See, to phrase it lightly, he's had a shit week. While I do own "every bit of him", as he states a lot on Twitter and wears on occasion on a special tag Steelwerks made, I could tell you about his week, but I won't. If he chooses to write about it he can, but let's just say that he had the kind of week that reminds you that being gay, especially in the Southern Bible Belt full of God loving Christians who judge in the name of God, is still often tough and still hurts a lot at times. Of course, while we know that the people that spit the vile are a lot of the same people who will tell you about the "sins of gay" before getting a beer to go, picking up their mistress or whatever on the side, and then heading to the casino for the buffet, BBQ and banana pudding, it still just makes you want to scream sometimes as we as a group have come so far until we are reminded that we really haven't.

This week, I write about this as the bond we have as the household of Daddy, Master and slave withstood it's first test of anything emotional having to do with a core factor of what makes us, well, us. Of course, if you know my year and Axel's and about the nine close people we lost, you know we have dealt with things, but this was the first instance where one of us could have said "enough is enough, the outside pressure means we need to pull away, etc" and, when it started, I worried a minute bit about that happening. That said, that worry only lasted minutes before I was assured Jack would be fine and, that, together, we would get through this. For Jack, the child of very religious, Sunday go to church special clothes wearing Bible thumping parents, he has always had to deal with the "we love you but we will miss you in heaven" tractor-set crowd and has done remarkably well, but this week marked the first time he ever had a chosen family - us, our Canadian friends, and a few others who were going to support and love him un-fucking-conditionally and, well, he struggled with that. The week was particularly bad as well because I was far away for work, Dr. Ax had a packed client schedule, and our puppy doesn't talk yet, so it was a bad week to need someone when he could stop by our house. He did fine and each day was a bit better, but today is our first time together since the incident so it has been phenomenally good to be together and help heal in person.
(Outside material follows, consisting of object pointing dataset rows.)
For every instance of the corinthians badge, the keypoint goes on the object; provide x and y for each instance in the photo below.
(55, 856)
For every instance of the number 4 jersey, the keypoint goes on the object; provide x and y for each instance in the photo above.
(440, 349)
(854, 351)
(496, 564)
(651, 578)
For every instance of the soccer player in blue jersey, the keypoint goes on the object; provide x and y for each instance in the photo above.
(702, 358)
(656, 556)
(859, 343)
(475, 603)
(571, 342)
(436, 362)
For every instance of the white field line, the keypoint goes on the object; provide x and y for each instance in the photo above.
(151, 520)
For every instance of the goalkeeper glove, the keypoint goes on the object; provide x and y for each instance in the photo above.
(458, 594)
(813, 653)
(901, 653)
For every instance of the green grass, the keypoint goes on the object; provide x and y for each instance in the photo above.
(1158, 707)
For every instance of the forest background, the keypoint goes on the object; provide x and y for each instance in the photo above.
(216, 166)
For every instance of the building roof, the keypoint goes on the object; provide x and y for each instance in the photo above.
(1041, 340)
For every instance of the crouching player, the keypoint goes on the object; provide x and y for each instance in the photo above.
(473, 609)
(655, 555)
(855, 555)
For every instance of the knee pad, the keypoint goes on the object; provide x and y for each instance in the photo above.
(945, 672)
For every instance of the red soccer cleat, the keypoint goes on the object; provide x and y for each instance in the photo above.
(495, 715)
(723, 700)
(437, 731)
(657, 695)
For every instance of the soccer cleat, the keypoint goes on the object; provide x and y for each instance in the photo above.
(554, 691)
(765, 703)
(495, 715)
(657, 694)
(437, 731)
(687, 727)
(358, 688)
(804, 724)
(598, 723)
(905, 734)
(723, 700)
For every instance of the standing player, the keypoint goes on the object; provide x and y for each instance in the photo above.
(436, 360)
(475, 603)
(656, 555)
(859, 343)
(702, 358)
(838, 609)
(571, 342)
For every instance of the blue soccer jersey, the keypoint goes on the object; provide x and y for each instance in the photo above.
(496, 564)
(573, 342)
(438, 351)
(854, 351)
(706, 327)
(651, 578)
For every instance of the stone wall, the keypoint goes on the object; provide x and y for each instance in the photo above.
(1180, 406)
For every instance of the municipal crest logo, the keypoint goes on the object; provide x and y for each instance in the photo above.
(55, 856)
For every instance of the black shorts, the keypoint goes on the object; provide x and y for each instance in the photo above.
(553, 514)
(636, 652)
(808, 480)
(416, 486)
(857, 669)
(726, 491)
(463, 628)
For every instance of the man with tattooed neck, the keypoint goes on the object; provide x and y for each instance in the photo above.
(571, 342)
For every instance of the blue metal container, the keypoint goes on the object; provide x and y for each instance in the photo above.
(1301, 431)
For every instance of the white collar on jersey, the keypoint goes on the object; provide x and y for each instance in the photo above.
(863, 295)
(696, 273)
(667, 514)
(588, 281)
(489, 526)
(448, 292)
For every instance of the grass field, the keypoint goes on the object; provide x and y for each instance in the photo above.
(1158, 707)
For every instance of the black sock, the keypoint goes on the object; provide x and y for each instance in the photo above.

The best part of this for me; however, is that I could look into his eyes and know that TODAY he needed to be controlled, hence the cage in the yard as I type. I am allowing him very little choice at all today and he could not be happier. After lunch, he asked if he could talk about some of his fears around what had happened and, of course, I let him. However, he maybe got seven words out before he started crying. so he just let me hold him for a while after that. While I knew the answer. I asked him what he needed and he said "to serve, Sir" so I got the cage out while Ax made a chore list.

I wish I could show you how he is smiling in the cage now, but we have that no face thing happening, but through his submission, the boy has found peace and comfort. I am proud to say that we have trained him that way and wish everyone could find inner peace in whatever BDSM role they choose (or biologically have chosen for them) - myself included many times. This storm will pass and those left in the clean air that will follow will be better for it.